For West Forsyth’s Harrison Kim, tennis did.
“My mom and dad say I just enjoyed tennis a lot more, and at a super young age, I wanted to study like doing it a lot more hours before that,” Kim said. “Who as a kid wants to study a sport?”
Kim was so focused on tennis that he left West his sophomore year to focus solely on playing tournament tennis. Describing himself as “cocky” at 14 and 15 years old, Kim said his year playing tournaments humbled him and made him a better tennis player mentally.
At the same time, Kim realized how good he could actually be at the national championship tournament in Kalamazoo, Mich.
“I had an 8 a.m. match,” Kim said. “I was actually nervous. I'm not usually a nervous person, but going down there, 100 people there watching me. The guy next to me was from Kalamazoo and the crowd was cheering like crazy. When the crowd gets into it, I love it. Well, if I’m playing well, I love it.”
Feeding into the crowd and energy around him is something Kim has always enjoyed doing. A self-proclaimed “ natural performer,” Kim said the worst thing someone could do at one of his matches was fall asleep or get bored.
His freshman year, Kim said that everybody on the team knew each other and that kept team chemistry high throughout the entire season. For his senior season, Kim said it took some leadership to get all of his teammates on the same page.
“I wasn't too hard on them, but I knew that we could do better,” Kim said. “I wish we could have another chance, but looking back it was great.
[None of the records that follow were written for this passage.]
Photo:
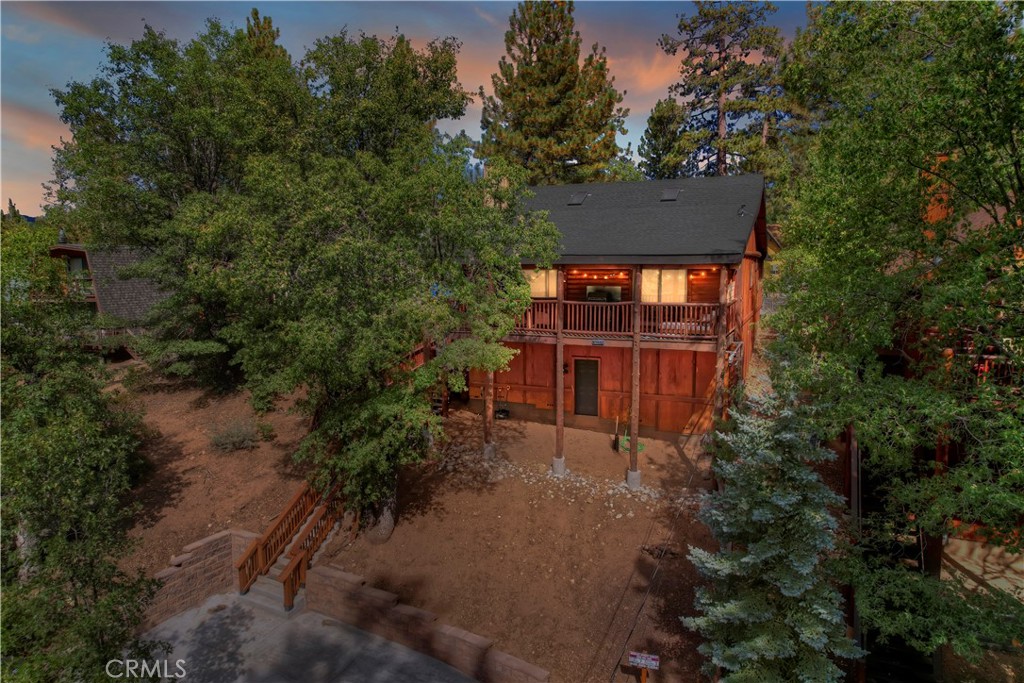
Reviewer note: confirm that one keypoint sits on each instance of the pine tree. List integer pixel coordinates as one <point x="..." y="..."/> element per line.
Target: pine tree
<point x="725" y="88"/>
<point x="771" y="612"/>
<point x="549" y="115"/>
<point x="659" y="158"/>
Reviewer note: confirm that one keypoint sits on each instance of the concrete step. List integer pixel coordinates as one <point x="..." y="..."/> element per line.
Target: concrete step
<point x="269" y="588"/>
<point x="274" y="606"/>
<point x="268" y="594"/>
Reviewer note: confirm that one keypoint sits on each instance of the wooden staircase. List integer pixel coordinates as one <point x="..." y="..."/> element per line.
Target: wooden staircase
<point x="272" y="570"/>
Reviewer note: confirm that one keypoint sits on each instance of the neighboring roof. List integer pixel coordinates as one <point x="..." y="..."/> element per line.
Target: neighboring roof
<point x="710" y="220"/>
<point x="127" y="300"/>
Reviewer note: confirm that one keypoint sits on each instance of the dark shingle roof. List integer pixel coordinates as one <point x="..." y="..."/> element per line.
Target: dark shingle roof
<point x="628" y="222"/>
<point x="128" y="300"/>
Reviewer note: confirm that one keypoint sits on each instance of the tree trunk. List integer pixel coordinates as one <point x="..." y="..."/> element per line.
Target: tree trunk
<point x="722" y="324"/>
<point x="635" y="384"/>
<point x="722" y="130"/>
<point x="559" y="374"/>
<point x="488" y="414"/>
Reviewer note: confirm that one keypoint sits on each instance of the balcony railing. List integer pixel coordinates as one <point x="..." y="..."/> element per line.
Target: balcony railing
<point x="614" y="321"/>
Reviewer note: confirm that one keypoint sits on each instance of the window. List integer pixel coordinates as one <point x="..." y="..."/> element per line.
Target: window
<point x="543" y="283"/>
<point x="664" y="286"/>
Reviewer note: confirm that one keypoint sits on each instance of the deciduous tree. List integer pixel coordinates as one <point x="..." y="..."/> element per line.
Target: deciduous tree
<point x="70" y="456"/>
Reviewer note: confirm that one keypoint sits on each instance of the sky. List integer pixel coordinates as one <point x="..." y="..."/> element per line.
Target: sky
<point x="46" y="45"/>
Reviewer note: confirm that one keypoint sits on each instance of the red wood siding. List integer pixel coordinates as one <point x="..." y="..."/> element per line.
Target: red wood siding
<point x="673" y="383"/>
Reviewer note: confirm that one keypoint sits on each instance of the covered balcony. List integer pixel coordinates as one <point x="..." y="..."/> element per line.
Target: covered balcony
<point x="678" y="304"/>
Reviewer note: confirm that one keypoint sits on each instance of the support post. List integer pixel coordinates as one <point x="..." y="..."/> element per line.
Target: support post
<point x="722" y="324"/>
<point x="558" y="462"/>
<point x="488" y="415"/>
<point x="633" y="474"/>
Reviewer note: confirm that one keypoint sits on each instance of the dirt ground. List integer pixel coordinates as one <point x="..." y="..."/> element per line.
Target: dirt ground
<point x="566" y="573"/>
<point x="195" y="489"/>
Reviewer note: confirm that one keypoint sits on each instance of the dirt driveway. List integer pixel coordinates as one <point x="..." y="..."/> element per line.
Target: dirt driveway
<point x="567" y="573"/>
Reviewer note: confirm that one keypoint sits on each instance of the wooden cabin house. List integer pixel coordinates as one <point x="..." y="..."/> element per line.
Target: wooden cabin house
<point x="650" y="308"/>
<point x="96" y="278"/>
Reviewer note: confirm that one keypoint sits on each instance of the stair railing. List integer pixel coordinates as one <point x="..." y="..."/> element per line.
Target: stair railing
<point x="306" y="545"/>
<point x="263" y="552"/>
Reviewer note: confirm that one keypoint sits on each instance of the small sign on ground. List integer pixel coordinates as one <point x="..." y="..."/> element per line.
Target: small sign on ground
<point x="644" y="660"/>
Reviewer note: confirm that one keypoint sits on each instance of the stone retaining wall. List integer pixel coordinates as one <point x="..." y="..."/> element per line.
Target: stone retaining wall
<point x="346" y="597"/>
<point x="204" y="568"/>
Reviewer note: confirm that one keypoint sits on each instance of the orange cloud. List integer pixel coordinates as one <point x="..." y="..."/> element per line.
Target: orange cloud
<point x="27" y="195"/>
<point x="32" y="128"/>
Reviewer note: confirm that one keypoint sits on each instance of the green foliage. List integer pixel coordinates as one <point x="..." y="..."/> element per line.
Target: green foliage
<point x="69" y="466"/>
<point x="658" y="146"/>
<point x="727" y="87"/>
<point x="143" y="168"/>
<point x="550" y="114"/>
<point x="237" y="435"/>
<point x="903" y="279"/>
<point x="324" y="232"/>
<point x="771" y="612"/>
<point x="266" y="431"/>
<point x="623" y="168"/>
<point x="928" y="613"/>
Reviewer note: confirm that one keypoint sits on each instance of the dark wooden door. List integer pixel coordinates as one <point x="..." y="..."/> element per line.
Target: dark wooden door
<point x="586" y="386"/>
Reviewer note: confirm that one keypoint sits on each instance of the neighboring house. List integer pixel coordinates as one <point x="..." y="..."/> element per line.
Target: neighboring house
<point x="654" y="298"/>
<point x="96" y="275"/>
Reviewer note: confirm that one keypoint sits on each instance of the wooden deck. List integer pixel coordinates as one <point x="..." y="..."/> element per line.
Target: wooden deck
<point x="658" y="322"/>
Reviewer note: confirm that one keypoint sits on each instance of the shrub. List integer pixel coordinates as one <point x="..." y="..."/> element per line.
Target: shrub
<point x="239" y="435"/>
<point x="266" y="431"/>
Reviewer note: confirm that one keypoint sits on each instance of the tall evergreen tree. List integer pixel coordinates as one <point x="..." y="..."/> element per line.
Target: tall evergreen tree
<point x="904" y="284"/>
<point x="550" y="115"/>
<point x="771" y="611"/>
<point x="70" y="457"/>
<point x="725" y="85"/>
<point x="659" y="144"/>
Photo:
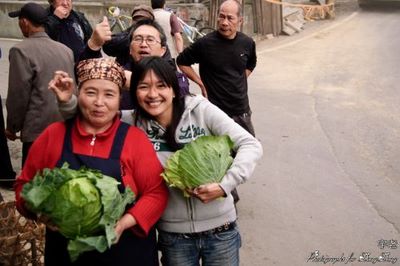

I feel like I did a good job, especially with my friends alongside. It was easy for me to do.”
When Kim returned to West Forsyth his junior year, he said he focused on just playing his own individual game, rather than getting mentally entangled with the rest of his teammates’ matches.
“It's going out there and competing,” Kim said. “ I feel like every time I get to play, I’m pretty easy focused and play well. I need to focus throughout the whole match because my mind can go up and down.”
Kim said that he sees the benefits in taking time to focus on your travel team and playing with high school teammates.
“You focus more on the travel stuff, but guess it just means a ton to play for your school, amongst your friends,” Kim said. “When I first got there, it was all about performing for people, because it's always fun to win and play well in front of your team and friends.”
According to Tennis Recruiting, Kim is a three-star recruit and is Georgia's No. 23 player in his class. Now, at the end of his high school career, Kim is set to play Division I tennis at Georgia State, signing in December.
“If the fall goes well, I can see myself getting some playing time,” Kim said. “Not sure about individual matches, but everybody plays against each other all the time.”
Some of Kim’s teammates have driven down to Cumming to play casually with one another. As Kim begins to meet the older members of his new team, he hopes to leave his younger teammates at West with the memory of being a “good, smart” teammate.
“You just have to really love the game,” Kim said. “If you don't love it, then you won’t work at it. Anybody can do anything as long as they work hard as they can.”